Every council member held onto their seat following this year’s municipal election in October, while Mayor Mindy O’Neall beat Pruhs in the city mayoral race. At Monday’s meeting, the six council members voted the same way on the ordinance as they had in May, leaving O’Neall to decide. She cosponsored the ordinance with Therrien and Councilmember Crystal Tidwell and cast the decisive yes vote.

“This is the right thing to do. It’s the right thing to show our community that we are one together with the Alaska Native community, and that government exists for everyone,” O’Neall said.

The final vote followed public testimony from 11 people, 10 of whom supported the measure. Testifiers included leaders from local Native organizations, such as Tanana Chiefs Conference (TCC), Denakkanaaga and Fairbanks Native Association (FNA).

TCC Chief and Chairman Brian Ridley told the council that the words don’t assign blame or rewrite history.

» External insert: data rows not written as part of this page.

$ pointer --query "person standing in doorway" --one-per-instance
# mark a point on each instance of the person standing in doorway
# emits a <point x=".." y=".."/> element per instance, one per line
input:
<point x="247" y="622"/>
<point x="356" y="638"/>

“It simply recognizes it [history],” he said. “It honors the original stewards of this land and the cultural continuity of the Athabaskan people who are still here, contributing to the strength and well-being of Fairbanks every single day.”

Council members opposed to the idea noted that the acknowledgement’s language is already displayed outside the council chambers and said reading it by choice during meetings, as Therrien has been, means more than when doing so is required by code.

Those who voted no, like Councilmember John Ringstad, also said the city should focus on more practical matters for improving the city’s relationship with its Alaska Native population.

“What we need to do is work on our problems. We need to talk. There’s no reason we can’t do that. It doesn’t have to be at a formal meaning. In my mind, I’d rather actually do some substantive work, rather than symbolism,” he said.

Ringstad pointed to an upcoming measure as something he likes. It proposes creating a monthly spot on the agenda for the council to receive reports from Alaska Native organizations, including TCC, Denakkanaaga and FNA. Council members who supported the land acknowledgement ordinance said they appreciate that idea, too, but viewed the two measures as complementary rather than commensurable.

Councilmembers Therrien, Sue Sprinkle and Tidwell voted yes, along with O’Neall; councilmembers Ringstad, Jerry Cleworth and Lonny Marney voted no.